St. John the Baptist Armenian Apostolic Church of Milwaukee hosted a one-day Armenian genealogy conference on Saturday, November 3. Lyle Dadian began the day by thanking all those who had made the program possible and introduced each of the featured speakers.
Tracy Rivest Keeney, the administrator of the widely popular Armenian genealogy Facebook group, was the first presenter. She detailed the most useful first steps for beginning genealogists. Weaving in her own personal stories and family photographs, Keeney explained what resources are available, as well as how best to use them. The most useful place to begin is with living relatives; Keeney recounted unique family documents received from those as distant as 5th cousins.
Mark Arslan followed with a presentation explaining the origins and methods for creating the Armenian Immigration Project, the most important and useful website devoted specifically to Armenian genealogy. Arslan explained not only the various records found on the website, but also how they are being linked to expand our understanding of the paths each of our families have taken. The website contains census, military, naturalization, passenger ship manifests, as well as ads placed in the Hairenik newspaper looking for lost relatives in 1919 and 1920, and so much more.
New information is constantly being added to the website, which now contains over 120,000 records pertaining to Armenians. Arslan gave specific examples of how best to make use of the website, often getting gasps of excitement from the audience when information on a relative was displayed on random sample reports.
In the final presentation of the day, ARF Eastern Region Central Committee member George Aghjayan gave examples of the Armenian source records available inside and outside of the United States.
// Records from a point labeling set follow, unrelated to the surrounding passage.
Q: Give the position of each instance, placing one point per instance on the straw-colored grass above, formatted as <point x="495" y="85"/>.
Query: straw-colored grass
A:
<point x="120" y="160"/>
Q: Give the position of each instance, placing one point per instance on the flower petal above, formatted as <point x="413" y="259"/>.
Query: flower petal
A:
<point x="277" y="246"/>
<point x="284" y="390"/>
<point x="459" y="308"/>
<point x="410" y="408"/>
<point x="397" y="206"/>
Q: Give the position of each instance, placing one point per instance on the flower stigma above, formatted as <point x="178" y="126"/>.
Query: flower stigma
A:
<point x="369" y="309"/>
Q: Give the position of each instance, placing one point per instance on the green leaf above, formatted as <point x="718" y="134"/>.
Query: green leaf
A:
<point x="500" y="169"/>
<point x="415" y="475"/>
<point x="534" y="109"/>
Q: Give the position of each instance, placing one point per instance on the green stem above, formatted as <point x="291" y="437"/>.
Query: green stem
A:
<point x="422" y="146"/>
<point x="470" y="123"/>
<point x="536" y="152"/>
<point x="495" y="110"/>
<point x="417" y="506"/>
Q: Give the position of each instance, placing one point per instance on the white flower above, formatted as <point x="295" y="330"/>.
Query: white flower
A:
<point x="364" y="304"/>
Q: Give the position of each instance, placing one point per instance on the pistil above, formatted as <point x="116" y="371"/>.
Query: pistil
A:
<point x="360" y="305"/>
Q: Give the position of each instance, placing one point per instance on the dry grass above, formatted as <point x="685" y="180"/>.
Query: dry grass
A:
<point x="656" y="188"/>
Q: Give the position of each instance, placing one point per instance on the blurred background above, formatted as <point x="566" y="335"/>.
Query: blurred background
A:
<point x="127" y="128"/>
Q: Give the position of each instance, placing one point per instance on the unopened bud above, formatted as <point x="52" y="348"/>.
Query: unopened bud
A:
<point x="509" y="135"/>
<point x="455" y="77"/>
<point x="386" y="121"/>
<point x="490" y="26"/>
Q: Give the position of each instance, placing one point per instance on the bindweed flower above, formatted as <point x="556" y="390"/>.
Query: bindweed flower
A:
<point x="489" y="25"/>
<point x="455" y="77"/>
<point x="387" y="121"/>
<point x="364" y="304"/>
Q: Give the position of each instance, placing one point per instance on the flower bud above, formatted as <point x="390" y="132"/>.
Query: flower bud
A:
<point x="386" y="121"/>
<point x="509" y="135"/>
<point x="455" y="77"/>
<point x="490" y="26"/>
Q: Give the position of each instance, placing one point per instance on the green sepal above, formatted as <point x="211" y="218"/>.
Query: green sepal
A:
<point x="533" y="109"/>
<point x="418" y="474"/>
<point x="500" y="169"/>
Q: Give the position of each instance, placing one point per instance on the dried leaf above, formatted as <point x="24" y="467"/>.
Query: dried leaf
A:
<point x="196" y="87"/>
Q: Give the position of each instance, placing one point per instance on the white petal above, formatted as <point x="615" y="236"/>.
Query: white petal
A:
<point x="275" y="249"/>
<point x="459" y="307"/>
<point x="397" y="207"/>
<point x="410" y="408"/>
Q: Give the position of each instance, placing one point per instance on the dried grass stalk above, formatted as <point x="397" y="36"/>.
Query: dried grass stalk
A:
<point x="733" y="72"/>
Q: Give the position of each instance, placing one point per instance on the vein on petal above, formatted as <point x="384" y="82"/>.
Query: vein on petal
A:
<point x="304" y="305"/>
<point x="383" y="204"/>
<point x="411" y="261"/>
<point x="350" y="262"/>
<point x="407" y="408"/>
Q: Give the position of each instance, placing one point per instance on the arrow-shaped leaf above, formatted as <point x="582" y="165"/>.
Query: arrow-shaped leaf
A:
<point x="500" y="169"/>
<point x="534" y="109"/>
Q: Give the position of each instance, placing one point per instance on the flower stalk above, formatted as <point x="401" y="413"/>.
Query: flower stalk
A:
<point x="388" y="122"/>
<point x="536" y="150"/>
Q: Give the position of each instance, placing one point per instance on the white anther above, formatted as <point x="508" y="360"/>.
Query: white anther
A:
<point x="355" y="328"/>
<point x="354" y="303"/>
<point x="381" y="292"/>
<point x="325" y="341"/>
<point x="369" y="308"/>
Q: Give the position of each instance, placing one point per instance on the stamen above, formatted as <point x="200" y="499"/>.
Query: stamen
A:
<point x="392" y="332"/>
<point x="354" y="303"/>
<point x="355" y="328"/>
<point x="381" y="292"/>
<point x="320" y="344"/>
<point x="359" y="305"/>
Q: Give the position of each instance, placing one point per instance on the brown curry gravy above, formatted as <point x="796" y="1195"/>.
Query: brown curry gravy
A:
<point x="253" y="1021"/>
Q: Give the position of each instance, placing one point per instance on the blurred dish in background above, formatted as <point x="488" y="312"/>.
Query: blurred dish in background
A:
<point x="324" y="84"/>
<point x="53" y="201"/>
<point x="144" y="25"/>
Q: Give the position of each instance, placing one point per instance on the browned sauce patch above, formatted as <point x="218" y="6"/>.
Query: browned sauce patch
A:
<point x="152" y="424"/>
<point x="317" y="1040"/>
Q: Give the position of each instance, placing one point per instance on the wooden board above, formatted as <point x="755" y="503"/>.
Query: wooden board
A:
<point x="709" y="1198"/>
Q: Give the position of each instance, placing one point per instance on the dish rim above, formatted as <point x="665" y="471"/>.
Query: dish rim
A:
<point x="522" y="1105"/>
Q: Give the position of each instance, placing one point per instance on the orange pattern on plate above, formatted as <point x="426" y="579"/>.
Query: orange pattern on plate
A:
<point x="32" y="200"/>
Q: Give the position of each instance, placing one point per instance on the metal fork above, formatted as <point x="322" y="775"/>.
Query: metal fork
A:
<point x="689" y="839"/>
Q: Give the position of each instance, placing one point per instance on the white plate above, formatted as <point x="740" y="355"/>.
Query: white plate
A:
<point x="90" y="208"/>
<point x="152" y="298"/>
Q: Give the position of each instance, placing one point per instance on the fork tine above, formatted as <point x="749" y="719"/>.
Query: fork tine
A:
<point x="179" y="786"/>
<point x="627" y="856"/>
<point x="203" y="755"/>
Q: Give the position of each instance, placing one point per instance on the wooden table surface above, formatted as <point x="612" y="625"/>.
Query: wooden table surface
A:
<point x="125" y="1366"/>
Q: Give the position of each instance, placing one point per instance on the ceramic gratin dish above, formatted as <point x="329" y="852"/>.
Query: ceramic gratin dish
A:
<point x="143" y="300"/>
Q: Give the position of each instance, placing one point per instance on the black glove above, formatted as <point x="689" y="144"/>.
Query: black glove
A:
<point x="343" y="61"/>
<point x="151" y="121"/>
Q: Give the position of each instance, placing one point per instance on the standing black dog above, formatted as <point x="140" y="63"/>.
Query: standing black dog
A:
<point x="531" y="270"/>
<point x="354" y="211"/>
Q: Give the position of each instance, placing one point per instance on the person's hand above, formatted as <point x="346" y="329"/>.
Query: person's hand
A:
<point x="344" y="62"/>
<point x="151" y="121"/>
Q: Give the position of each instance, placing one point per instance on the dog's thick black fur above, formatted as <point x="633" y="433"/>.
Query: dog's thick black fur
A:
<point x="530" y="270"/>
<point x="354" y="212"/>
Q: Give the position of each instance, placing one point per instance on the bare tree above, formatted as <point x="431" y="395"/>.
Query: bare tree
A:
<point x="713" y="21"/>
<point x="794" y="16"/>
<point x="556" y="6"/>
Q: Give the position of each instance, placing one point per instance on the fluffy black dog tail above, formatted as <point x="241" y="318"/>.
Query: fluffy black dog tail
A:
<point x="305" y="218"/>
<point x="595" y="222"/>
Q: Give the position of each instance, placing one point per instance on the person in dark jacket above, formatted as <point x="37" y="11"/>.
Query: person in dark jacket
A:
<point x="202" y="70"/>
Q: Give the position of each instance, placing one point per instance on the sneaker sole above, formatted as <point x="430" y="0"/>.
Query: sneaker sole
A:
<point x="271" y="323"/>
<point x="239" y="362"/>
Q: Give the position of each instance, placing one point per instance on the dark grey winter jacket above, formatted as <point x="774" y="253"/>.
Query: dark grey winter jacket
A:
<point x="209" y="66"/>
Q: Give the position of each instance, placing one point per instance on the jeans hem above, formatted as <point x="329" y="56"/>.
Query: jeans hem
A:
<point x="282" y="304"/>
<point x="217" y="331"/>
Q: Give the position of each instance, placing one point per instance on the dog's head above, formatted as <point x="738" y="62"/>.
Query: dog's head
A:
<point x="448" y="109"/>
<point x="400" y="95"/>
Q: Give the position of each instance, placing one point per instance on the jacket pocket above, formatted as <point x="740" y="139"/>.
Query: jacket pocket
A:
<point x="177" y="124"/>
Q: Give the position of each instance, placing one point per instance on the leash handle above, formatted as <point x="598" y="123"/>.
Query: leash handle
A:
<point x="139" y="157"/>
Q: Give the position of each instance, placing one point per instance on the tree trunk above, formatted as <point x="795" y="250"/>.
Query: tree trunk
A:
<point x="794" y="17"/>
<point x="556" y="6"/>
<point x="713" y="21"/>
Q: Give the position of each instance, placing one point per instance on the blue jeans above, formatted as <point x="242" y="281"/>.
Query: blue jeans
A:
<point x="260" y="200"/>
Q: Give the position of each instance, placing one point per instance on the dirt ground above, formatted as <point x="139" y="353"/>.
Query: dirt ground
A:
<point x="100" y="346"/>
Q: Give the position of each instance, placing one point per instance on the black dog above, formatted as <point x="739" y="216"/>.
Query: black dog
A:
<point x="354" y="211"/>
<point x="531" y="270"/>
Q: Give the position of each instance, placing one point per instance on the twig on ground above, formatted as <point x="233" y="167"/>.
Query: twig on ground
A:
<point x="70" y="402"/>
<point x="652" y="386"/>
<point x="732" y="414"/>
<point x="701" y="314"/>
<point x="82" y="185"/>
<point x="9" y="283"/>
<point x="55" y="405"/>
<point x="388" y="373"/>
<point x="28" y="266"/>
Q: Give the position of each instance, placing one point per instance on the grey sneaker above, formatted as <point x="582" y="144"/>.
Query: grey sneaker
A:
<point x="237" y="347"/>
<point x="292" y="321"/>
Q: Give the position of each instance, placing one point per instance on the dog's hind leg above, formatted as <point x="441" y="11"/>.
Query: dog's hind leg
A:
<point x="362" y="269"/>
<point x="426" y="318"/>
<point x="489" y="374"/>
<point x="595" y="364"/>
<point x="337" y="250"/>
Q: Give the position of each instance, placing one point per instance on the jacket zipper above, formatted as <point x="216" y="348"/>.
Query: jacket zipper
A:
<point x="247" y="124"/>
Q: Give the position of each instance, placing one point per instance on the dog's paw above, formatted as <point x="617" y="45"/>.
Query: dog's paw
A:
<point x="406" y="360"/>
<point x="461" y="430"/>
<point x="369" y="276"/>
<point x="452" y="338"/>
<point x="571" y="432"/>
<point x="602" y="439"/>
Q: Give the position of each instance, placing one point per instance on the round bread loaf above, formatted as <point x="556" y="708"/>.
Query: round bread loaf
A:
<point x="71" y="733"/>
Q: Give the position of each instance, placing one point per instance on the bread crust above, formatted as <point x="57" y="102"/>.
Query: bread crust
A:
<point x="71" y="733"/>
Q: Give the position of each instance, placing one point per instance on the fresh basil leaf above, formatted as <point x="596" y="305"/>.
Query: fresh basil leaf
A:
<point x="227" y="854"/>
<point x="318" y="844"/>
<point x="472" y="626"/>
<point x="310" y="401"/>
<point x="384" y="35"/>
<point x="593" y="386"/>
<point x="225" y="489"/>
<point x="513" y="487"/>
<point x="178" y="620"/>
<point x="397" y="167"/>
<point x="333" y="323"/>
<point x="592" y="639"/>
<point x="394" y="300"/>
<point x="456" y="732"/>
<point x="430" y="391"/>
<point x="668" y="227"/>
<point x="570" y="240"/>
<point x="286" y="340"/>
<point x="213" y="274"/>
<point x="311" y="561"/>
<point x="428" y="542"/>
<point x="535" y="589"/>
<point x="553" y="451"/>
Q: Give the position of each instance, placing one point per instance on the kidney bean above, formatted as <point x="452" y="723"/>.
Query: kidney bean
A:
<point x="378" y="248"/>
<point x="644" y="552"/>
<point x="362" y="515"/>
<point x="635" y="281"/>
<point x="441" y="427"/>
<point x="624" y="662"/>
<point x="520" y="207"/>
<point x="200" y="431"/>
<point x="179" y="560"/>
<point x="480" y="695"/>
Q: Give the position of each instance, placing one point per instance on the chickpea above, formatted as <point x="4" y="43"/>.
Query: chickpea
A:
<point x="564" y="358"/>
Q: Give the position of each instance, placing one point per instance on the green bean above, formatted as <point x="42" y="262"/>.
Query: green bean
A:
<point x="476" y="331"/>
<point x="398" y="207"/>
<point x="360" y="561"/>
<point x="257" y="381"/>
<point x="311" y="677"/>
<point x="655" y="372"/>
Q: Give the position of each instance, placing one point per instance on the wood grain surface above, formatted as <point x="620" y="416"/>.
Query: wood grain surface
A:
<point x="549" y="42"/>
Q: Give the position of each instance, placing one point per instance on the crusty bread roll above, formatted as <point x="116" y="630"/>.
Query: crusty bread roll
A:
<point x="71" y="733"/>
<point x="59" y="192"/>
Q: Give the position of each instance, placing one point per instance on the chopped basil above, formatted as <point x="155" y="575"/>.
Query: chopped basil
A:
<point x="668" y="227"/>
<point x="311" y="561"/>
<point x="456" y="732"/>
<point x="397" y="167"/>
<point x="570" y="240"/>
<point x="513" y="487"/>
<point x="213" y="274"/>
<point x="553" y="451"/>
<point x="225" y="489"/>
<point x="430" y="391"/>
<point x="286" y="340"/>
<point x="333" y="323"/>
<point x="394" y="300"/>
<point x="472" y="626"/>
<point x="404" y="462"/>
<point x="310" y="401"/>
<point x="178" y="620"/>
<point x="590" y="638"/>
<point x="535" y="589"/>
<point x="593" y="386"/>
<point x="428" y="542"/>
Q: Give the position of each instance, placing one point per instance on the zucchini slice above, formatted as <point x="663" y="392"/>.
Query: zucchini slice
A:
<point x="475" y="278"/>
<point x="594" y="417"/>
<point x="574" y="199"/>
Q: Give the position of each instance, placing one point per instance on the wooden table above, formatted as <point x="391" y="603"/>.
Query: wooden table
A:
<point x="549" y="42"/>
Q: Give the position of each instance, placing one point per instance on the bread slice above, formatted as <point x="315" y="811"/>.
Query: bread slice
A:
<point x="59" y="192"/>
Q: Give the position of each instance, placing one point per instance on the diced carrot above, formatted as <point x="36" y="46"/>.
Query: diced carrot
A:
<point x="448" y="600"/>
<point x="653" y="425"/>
Drawing on his seven part series in the Armenian Weekly, Aghjayan explained the additional value Armenian sacramental records supply when compared to civil records. Baptism, marriage, funeral and even Armenian census records were detailed as well as the records of those who had repatriated to Soviet Armenia in the late 1940s. Aghjayan closed with an overview of DNA testing results and a personal account of why it is so important for Armenians to test.